Perbuatan menipu itu adalah kekufuran, sehingga tidak bisa membuat kita
mengatakan bahwa dalam kasus penipuan itu si penipu adalah muslim. Kalau
seseorang menipu, maka dalam dunia ruang dan waktu penipuan itu si penipu
adalah kafir.
Maka sesungguhnya kalau kita berpikir jujur, di dalam
kehidupan sosial masyarakat kita, kata “kafir”, “muslim”, “munafik”, “musyrik”,
dan seterusnya itu selama berabad-abad mengalami pengorbanan-pengorbanan yang
sungguh-sungguh tidak kecil dan tidak sepele. Mengalami distorsi, pembiasan,
pembelokan, bahkan pembalikan arti. Dan kalau pembangkangan makna sebiji kata
itu berada di genggaman tangan seseorang atau sekelompok manusia yang memiliki
kekuasaan tak terbatas — memiliki ribuan senapan dan prajurit — maka
peristiwa-peristiwa besar sejarah yang tragis berlangsung berdasarkan sulutan
yang sebenarnya amat sepele.
Ratusan ribu orang bisa tertumpas nyawanya berkat satu kata
yang dipelesetkan maknanya. Puluhan ribu orang terpuruk nasibnya ke dalam
kegelapan ekonomi dan politik, hanya oleh pembiasan kata “pembangunan”
misalnya. Jutaan lainnya bisa kehilangan tanah, kehilangan sawah, kehilangan
nafkah, kehilangan kios jualan, kehlangan pekerjaan, kehilangan lingkungan
pergaulan, atau bahkan meringkuk di dalam sel-sel sempit berdinding batu tebal
dingin — hanya oleh pembangkangan sekelompok manusia terhadap perjanjian murni
arti sebuah kata.
Jika pemelesetan makna kata itu sekadar merupakan kasus
kebodohan, maka kita hanya bersedih dan menangis.
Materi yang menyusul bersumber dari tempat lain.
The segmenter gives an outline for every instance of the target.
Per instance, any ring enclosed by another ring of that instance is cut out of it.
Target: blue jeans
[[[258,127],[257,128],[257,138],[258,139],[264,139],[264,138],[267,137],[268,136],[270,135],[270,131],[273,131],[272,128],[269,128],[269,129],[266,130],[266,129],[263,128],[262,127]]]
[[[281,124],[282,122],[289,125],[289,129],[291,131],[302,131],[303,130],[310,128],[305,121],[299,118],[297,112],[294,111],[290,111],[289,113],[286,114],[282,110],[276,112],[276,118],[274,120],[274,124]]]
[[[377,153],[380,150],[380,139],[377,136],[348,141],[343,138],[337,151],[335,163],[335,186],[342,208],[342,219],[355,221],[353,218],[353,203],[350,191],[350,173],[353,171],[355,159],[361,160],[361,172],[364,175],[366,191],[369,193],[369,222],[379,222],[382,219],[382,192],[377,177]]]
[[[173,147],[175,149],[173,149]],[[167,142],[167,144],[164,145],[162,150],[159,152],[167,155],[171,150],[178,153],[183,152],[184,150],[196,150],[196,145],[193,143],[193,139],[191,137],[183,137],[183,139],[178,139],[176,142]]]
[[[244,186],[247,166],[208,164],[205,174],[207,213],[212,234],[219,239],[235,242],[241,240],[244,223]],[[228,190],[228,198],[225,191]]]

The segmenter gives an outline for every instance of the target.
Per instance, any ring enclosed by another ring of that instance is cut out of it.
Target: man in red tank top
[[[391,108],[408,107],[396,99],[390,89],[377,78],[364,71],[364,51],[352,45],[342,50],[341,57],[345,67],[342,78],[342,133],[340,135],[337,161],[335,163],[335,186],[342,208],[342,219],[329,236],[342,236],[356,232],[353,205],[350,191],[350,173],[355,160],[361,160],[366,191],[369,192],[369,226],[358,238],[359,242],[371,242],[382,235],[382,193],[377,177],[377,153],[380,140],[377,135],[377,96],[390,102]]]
Tetapi kalau pemelesetan itu
justru disadari — bahkan didayagunakan untuk rekayasa-rekayasa kekuasaan — maka
mungkin seseorang akan hanya menghadapi dua kemungkinan. Pertama, diam,
menyerah, dan hancur. Kedua, berang,
marah, melawan, dan mati.
Jadi, secara keseluruhan kita sedang berhadapan dengan tiga
masalah besar. Pertama, siapakah atau pihak manakah di dalam sejarah, yang disepakati
sebagai berwenang untuk menentukan makna sebuah kata? Kedua, dalam sebuah
sistem politik yang berlaku, adalah institusi hukum atau lembaga kebudayaan
yang memiliki otoritas dan kewibawaan untuk mengontrol subyektivisme kekuasaan
yang seringkali memaknakan kata “bersih”, “PKI”, “balela”, “subversif”, dan
seterusnya seenaknya sendiri dari sudut kepentingan kelompoknya — yang apalagi
dibungkus di dalam jargon kepentingan umum? Ketiga, berapa dekade sejarah
diperlukan untuk menyembuhkan situasi di mana — setidaknya sebagian — kekuasaan
yang melakukan pembangkangan kata itu justru secara mantab dan kusyuk merasa
bahwa yang dilakukannya itulah paling benar?
Ataukah pertanyaan-pertanyaan semacam yang saya ajukan ini
justru dianggap sebagai “cacat politik” atau bahkan “kafir politis”?